Ci si trova dunque di fronte a uno scenario nel quale nelle aree più povere si evade di più. Ed è difficile ritenere – sebbene siano in molti a sostenerlo – che questo dipenda dal fatto che le aree più povere sono aree con minore ‘capitale sociale’ (inteso come propensione al rispetto delle norme), e che, per conseguenza, siano aree nelle quali i comportamenti illeciti sono maggiormente diffusi. Appare più verosimile pensare che si tratti di quello che alcuni definiscono l’evasione “per necessità”: censurabile, sia chiaro, anche questa, ma verosimilmente effetto di una distorsione del sistema tributario. Che è effettivamente, e sempre più, concepito in forma regressiva, dal momento che le aliquote d’imposta sui redditi più bassi non sono significativamente più basse di quelle applicate sui percettori di redditi più alti.

A livello locale, se realmente si intende contrastare la povertà assoluta, si potrebbe ipotizzare un aumento della soglia di esenzione, attualmente stabilita dal Comune di Lecce al valore di 12.500 euro annui, spostando contestualmente il carico fiscale sui percettori di redditi elevati, per mantenere l’equilibrio del bilancio comunale. L’incremento dell’imposizione graverebbe soprattutto sui redditi derivanti da rendite finanziarie e mobiliari, ovvero non da attività produttive. La ratio di questa ipotesi risiede nel fatto che, assunto che un’elevata tassazione sulle famiglie con redditi bassi, oltre a generare il loro ulteriore impoverimento, si traduce spesso in evasione “per necessità” (ovvero per la pura sopravvivenza) e, dunque, in riduzione di gettito fiscale. Potrebbero derivarne due ulteriori vantaggi:

1.Dal momento che le famiglie con basso reddito hanno, di norma, una propensione al consumo più alta delle famiglie con redditi più elevati, questa misura accrescerebbe i consumi.

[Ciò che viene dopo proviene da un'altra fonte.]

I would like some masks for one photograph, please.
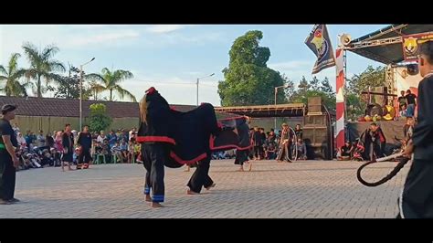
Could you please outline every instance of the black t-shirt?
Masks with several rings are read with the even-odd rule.
[[[406,96],[406,99],[407,100],[407,104],[415,104],[417,96],[415,94],[408,94]]]
[[[0,119],[0,135],[9,135],[11,137],[11,143],[14,147],[18,147],[18,142],[16,141],[16,136],[15,132],[12,129],[11,123],[9,121],[5,119]],[[0,143],[5,144],[3,138],[0,137]]]
[[[342,155],[348,155],[351,149],[352,145],[347,146],[344,144],[344,146],[342,146]]]
[[[400,104],[400,107],[404,104],[407,105],[407,100],[406,100],[406,97],[404,96],[398,97],[398,103]]]

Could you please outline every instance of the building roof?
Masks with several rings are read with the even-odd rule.
[[[256,105],[217,107],[216,111],[235,113],[249,117],[301,117],[306,107],[302,103],[279,104],[279,105]]]
[[[364,37],[352,40],[348,45],[348,50],[385,64],[396,64],[405,59],[401,41],[392,43],[384,42],[383,45],[372,45],[363,48],[354,48],[354,44],[371,42],[380,39],[400,37],[406,35],[425,33],[433,31],[433,25],[391,25],[376,30]]]
[[[16,111],[16,115],[79,117],[79,100],[0,96],[0,106],[6,103],[18,106]],[[93,103],[105,104],[107,106],[107,113],[112,118],[139,116],[139,108],[136,102],[83,100],[83,117],[90,115],[89,107]],[[176,111],[184,112],[195,108],[194,105],[171,106]]]

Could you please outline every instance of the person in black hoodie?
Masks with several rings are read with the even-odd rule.
[[[89,132],[88,125],[85,125],[83,131],[79,132],[77,143],[81,146],[81,153],[79,153],[79,155],[77,169],[88,169],[89,163],[93,160],[90,155],[91,134]]]
[[[168,161],[174,121],[170,119],[170,106],[154,88],[146,90],[140,101],[140,129],[137,142],[142,143],[142,160],[146,169],[145,200],[152,207],[162,207],[164,201],[164,164]],[[152,191],[152,197],[151,197]]]
[[[403,218],[433,217],[433,41],[421,44],[418,67],[417,123],[405,149],[413,162],[398,205]]]

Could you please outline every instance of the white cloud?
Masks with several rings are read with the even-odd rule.
[[[170,104],[195,105],[196,103],[195,83],[194,80],[185,79],[179,77],[158,79],[150,79],[150,77],[137,77],[136,79],[121,82],[121,86],[132,93],[138,100],[143,98],[144,91],[150,87],[154,87]],[[219,106],[220,102],[217,93],[217,87],[200,85],[199,102],[209,102],[214,106]]]
[[[185,26],[182,25],[155,25],[148,27],[147,31],[156,34],[164,34],[184,28]]]
[[[125,29],[118,31],[111,31],[109,33],[101,33],[96,35],[81,35],[74,36],[65,41],[66,47],[81,47],[90,44],[112,44],[113,41],[137,38],[140,33],[136,30]]]
[[[298,69],[300,68],[304,68],[308,65],[312,65],[312,63],[306,60],[292,60],[268,64],[270,69],[279,70]]]

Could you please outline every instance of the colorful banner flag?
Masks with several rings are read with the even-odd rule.
[[[410,36],[403,36],[403,54],[405,61],[417,61],[419,55],[419,45],[433,40],[433,33],[422,33]]]
[[[324,69],[335,66],[335,58],[326,25],[315,25],[310,36],[305,39],[305,44],[317,57],[312,74],[316,74]]]

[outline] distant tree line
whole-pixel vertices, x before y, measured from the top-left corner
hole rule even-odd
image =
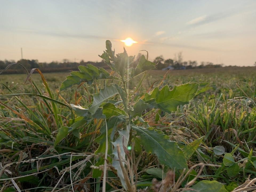
[[[139,60],[142,55],[139,53],[137,55],[132,64],[132,67],[135,67]],[[202,62],[199,64],[196,61],[183,61],[182,53],[181,52],[175,54],[173,59],[168,59],[165,60],[162,56],[157,57],[154,60],[154,62],[157,63],[157,68],[158,70],[166,70],[168,69],[180,70],[198,69],[201,68],[212,68],[222,67],[223,64],[214,64],[209,62]],[[8,65],[15,62],[13,60],[4,61],[0,60],[0,71],[5,69]],[[29,71],[34,68],[38,68],[43,72],[58,72],[69,71],[72,70],[77,70],[77,67],[79,65],[85,65],[89,64],[93,65],[98,67],[102,67],[106,69],[109,69],[108,66],[103,61],[100,62],[93,61],[85,62],[82,60],[79,62],[71,62],[67,59],[63,59],[62,62],[52,61],[50,63],[39,62],[37,59],[30,60],[21,59],[17,62],[23,65]],[[24,69],[18,65],[14,65],[4,72],[5,74],[21,73],[25,72]]]
[[[14,60],[4,61],[0,60],[0,71],[5,69],[8,65],[13,63],[19,63],[22,65],[29,71],[34,68],[38,68],[44,73],[69,71],[77,70],[77,67],[79,65],[86,65],[91,64],[97,67],[102,67],[106,69],[108,67],[107,65],[103,61],[85,62],[82,60],[79,62],[71,62],[67,59],[63,59],[62,62],[53,61],[50,63],[40,62],[37,59],[22,59],[15,62]],[[17,65],[12,66],[5,71],[4,73],[21,73],[25,72],[22,67]]]
[[[175,54],[174,58],[168,59],[165,60],[162,55],[157,57],[154,60],[154,62],[157,64],[157,67],[159,70],[168,68],[171,69],[178,70],[200,69],[202,68],[213,68],[222,67],[224,65],[223,63],[214,64],[209,62],[202,62],[199,64],[196,61],[189,60],[183,61],[182,53],[180,52]]]

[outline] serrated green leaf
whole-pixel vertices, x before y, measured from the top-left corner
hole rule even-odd
[[[142,99],[140,99],[134,105],[133,110],[130,110],[130,113],[133,117],[137,116],[140,117],[143,111],[150,106],[149,105],[145,103]]]
[[[112,116],[122,115],[127,116],[126,113],[123,110],[118,108],[111,103],[107,103],[103,106],[102,113],[106,118]]]
[[[203,137],[193,141],[182,149],[184,155],[187,161],[190,158],[193,154],[197,149],[203,138]]]
[[[204,180],[199,181],[191,187],[193,190],[188,190],[186,192],[195,191],[200,192],[228,192],[225,186],[217,181]]]
[[[66,137],[69,133],[69,128],[66,127],[62,127],[58,130],[58,133],[56,136],[56,139],[54,141],[53,147],[55,148],[61,140]]]
[[[110,99],[118,93],[115,87],[113,85],[107,86],[99,90],[99,93],[93,94],[93,101],[89,111],[92,114],[94,114],[101,104],[105,101]]]
[[[158,177],[163,179],[166,177],[166,173],[159,168],[154,167],[147,169],[146,172],[149,174],[156,176]]]
[[[223,160],[223,164],[226,166],[230,166],[235,163],[234,158],[230,153],[226,153]]]
[[[126,94],[125,91],[123,90],[121,87],[116,84],[114,84],[113,85],[115,86],[115,87],[117,89],[118,93],[120,95],[120,96],[123,100],[123,105],[125,106],[127,106],[128,103],[128,99],[126,97]],[[126,111],[127,111],[126,110]]]
[[[78,116],[85,117],[88,114],[89,109],[84,108],[79,105],[70,104],[70,105],[75,111],[75,114]]]
[[[27,182],[35,185],[38,184],[39,181],[37,177],[34,175],[29,175],[24,177],[21,177],[18,179],[17,180],[21,183]]]
[[[160,90],[155,88],[151,95],[146,95],[145,99],[154,107],[170,113],[177,110],[178,106],[188,103],[195,96],[199,86],[197,83],[189,83],[175,86],[170,91],[166,85]]]
[[[161,164],[176,170],[187,168],[183,151],[176,142],[171,141],[163,132],[152,127],[145,128],[133,126],[141,137],[142,144],[148,153],[155,154]]]
[[[222,146],[217,146],[213,148],[213,153],[217,155],[222,155],[225,153],[225,148]]]
[[[230,177],[234,177],[239,173],[239,166],[237,163],[234,163],[227,170],[227,173]]]
[[[112,148],[111,146],[111,142],[110,140],[110,135],[113,130],[114,126],[117,121],[116,119],[112,119],[109,122],[107,123],[107,137],[108,141],[108,147],[107,153],[111,154],[112,153]],[[98,149],[94,152],[95,155],[100,153],[105,154],[106,150],[106,127],[104,125],[101,127],[100,131],[101,134],[94,140],[94,141],[98,143],[99,145]],[[111,161],[110,157],[108,158],[109,161]],[[95,166],[99,166],[104,163],[104,158],[100,157],[97,159],[97,162],[94,165]],[[94,169],[93,171],[93,177],[97,178],[101,177],[102,171],[99,169]]]
[[[238,185],[237,185],[236,183],[232,181],[228,185],[225,186],[225,188],[226,188],[226,189],[228,191],[230,192],[233,191],[238,186]]]
[[[136,68],[132,69],[131,76],[136,76],[146,71],[155,69],[155,65],[154,63],[146,59],[144,55],[142,55],[139,59]]]
[[[112,144],[114,147],[114,149],[113,151],[114,157],[113,161],[112,162],[112,166],[115,167],[117,170],[117,175],[120,179],[120,181],[123,187],[126,190],[127,190],[127,186],[119,162],[118,154],[117,153],[117,145],[119,145],[120,147],[121,156],[125,159],[125,153],[123,149],[124,146],[127,148],[128,141],[129,141],[129,133],[130,132],[130,127],[129,124],[126,126],[126,128],[123,129],[121,131],[118,131],[119,136],[114,142],[112,142]],[[121,160],[122,161],[122,159]],[[123,165],[125,166],[124,162],[123,162]]]
[[[71,75],[66,77],[66,79],[61,85],[60,91],[74,85],[79,85],[83,82],[90,84],[94,79],[117,79],[116,78],[110,75],[107,71],[103,68],[98,69],[90,64],[87,65],[86,66],[80,65],[78,66],[78,68],[80,71],[72,71],[70,73]]]

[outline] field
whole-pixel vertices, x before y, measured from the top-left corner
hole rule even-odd
[[[234,191],[255,190],[255,71],[151,70],[127,84],[127,104],[109,97],[94,113],[93,94],[120,85],[117,80],[94,80],[60,91],[69,73],[42,79],[35,71],[25,84],[27,75],[0,75],[0,191],[221,192],[241,185]],[[145,99],[154,87],[195,83],[189,82],[198,83],[198,90],[189,102],[178,102],[176,111]],[[32,94],[15,94],[21,93]],[[144,102],[140,114],[138,101]],[[119,137],[129,126],[128,137]],[[155,136],[155,143],[150,140]]]

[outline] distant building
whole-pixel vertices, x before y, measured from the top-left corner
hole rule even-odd
[[[173,70],[174,69],[174,68],[172,66],[170,65],[165,68],[163,68],[162,69],[162,70],[165,71],[165,70],[169,70],[169,69],[170,70]]]

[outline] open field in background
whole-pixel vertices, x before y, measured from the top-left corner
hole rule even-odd
[[[141,89],[148,90],[154,82],[155,86],[161,84],[160,87],[162,87],[167,84],[173,87],[174,85],[195,82],[200,84],[197,95],[189,104],[179,107],[177,111],[169,114],[159,114],[160,117],[157,120],[155,114],[150,113],[146,114],[144,119],[155,129],[163,131],[171,140],[181,144],[187,144],[204,136],[198,149],[188,161],[189,168],[199,162],[220,166],[213,166],[201,170],[200,167],[195,167],[193,171],[194,177],[196,172],[202,171],[196,183],[203,179],[216,180],[225,185],[227,191],[231,191],[249,178],[255,178],[256,67],[171,71],[164,78],[166,72],[151,70]],[[69,74],[59,73],[43,74],[55,99],[65,103],[74,104],[77,86],[59,92],[61,82]],[[135,78],[130,82],[129,88],[131,90],[135,89],[141,77]],[[45,89],[40,75],[35,71],[31,77],[43,93]],[[1,75],[0,82],[5,84],[14,93],[36,93],[35,88],[29,81],[24,84],[26,77],[25,74]],[[95,89],[102,86],[103,81],[100,82],[95,84]],[[81,86],[78,89],[77,104],[87,107],[90,99],[88,93],[91,95],[94,93],[95,89],[92,88],[93,86],[89,86],[86,84],[84,87]],[[1,84],[0,86],[0,94],[10,93],[4,85]],[[47,93],[44,94],[49,96]],[[0,191],[15,191],[12,186],[13,182],[10,180],[5,181],[5,179],[28,175],[30,176],[15,180],[21,189],[27,189],[28,191],[50,191],[54,190],[55,190],[53,191],[72,191],[72,188],[76,191],[85,191],[82,190],[85,188],[88,191],[99,190],[99,180],[92,178],[90,167],[92,164],[94,165],[95,160],[94,158],[90,159],[86,158],[93,154],[99,146],[98,141],[97,142],[94,139],[100,134],[99,129],[102,121],[95,120],[86,127],[80,127],[80,139],[70,134],[54,149],[54,137],[57,130],[53,123],[53,114],[45,109],[45,103],[42,99],[27,95],[19,96],[18,98],[19,101],[14,97],[0,98],[0,101],[10,107],[2,105],[0,107],[0,169],[3,170],[0,171],[0,188],[3,189],[0,189]],[[59,116],[61,117],[64,124],[68,125],[71,118],[70,110],[58,104],[57,106]],[[17,113],[28,119],[24,120],[24,118]],[[45,127],[45,130],[41,130],[36,126],[30,129],[29,127],[33,126],[33,123],[29,122],[29,119]],[[41,124],[38,122],[39,120],[42,121]],[[22,139],[24,138],[26,139]],[[157,178],[158,180],[153,182],[154,187],[157,187],[157,181],[161,180],[162,173],[159,174],[156,170],[147,171],[147,169],[150,166],[154,166],[159,168],[159,170],[163,169],[164,175],[167,170],[159,164],[155,155],[143,153],[139,145],[136,146],[134,155],[141,158],[138,162],[139,166],[137,171],[138,179],[141,182],[137,188],[149,186],[146,191],[149,191],[152,179]],[[213,148],[218,146],[224,147],[225,153],[230,153],[231,157],[224,157],[222,148],[218,150]],[[71,161],[68,153],[71,152],[84,153],[85,156],[75,155]],[[65,153],[67,153],[58,156]],[[29,161],[36,157],[45,158],[37,161]],[[228,161],[226,164],[224,159]],[[16,164],[17,162],[18,163]],[[73,167],[70,173],[70,165]],[[5,166],[3,169],[2,167]],[[37,173],[39,173],[36,174]],[[112,188],[111,185],[118,185],[119,182],[113,172],[110,172],[109,176],[113,177],[107,186],[110,191],[115,189]],[[186,181],[188,182],[191,179]]]

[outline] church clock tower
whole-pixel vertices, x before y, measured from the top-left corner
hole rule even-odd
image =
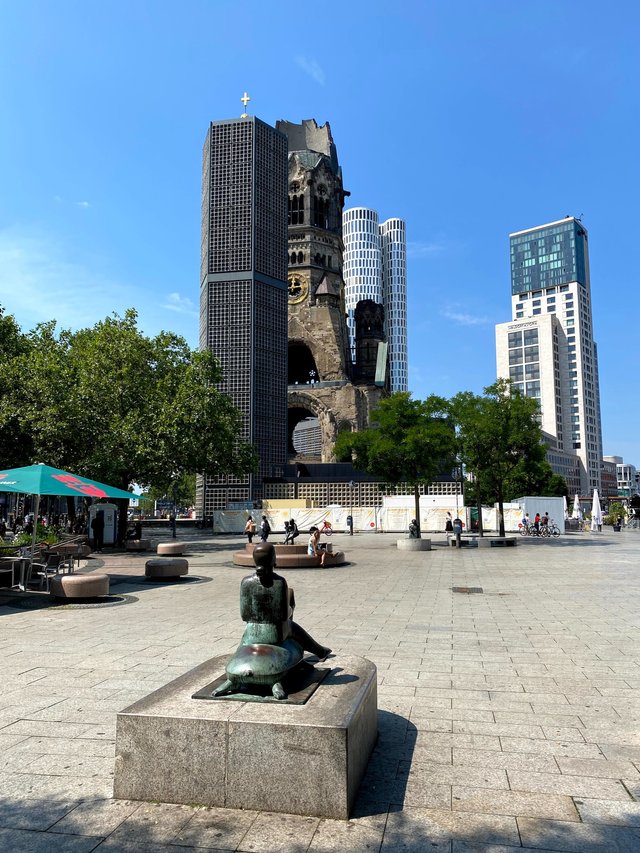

2  In più, modificherebbe la composizione dei consumi a vantaggio delle imprese locali, dal momento che gli individui con redditi elevati tendono a consumare beni di lusso, non prodotti in loco. Un aumento dei redditi al netto della tassazione delle famiglie più povere, molto verosimilmente, verrebbe destinato a maggiori consumi e a maggiori consumi di beni prodotti e venduti da imprese locali (si pensi ai prodotti alimentari). In altri termini, al crescere del reddito non solo crescono i consumi (ma decresce la propensione al consumo) ma cambia la composizione merceologica dei beni consumati. L’aumento delle vendite delle imprese locali potrebbe, in costanza di aliquota d’imposta, determinare un aumento della base imponibile e dunque un aumento del gettito fiscale, in un circolo potenzialmente virtuoso di riduzione delle diseguaglianze e aumento della crescita mantenendo in ordine i conti del Comune.

Ovviamente questa proposta è basata su una sequenza di eventi che potrebbe non verificarsi in modo meccanico (p.e. l’aumento dei redditi potrebbe tradursi in aumento dei risparmi e non dei consumi) e, tuttavia, sembra avere il vantaggio – rispetto a misure alternative – di mettere in atto un programma di contrasto alla povertà che non sia esclusivamente assistenzialistico e che miri anche all’aumento della domanda e della produzione locale.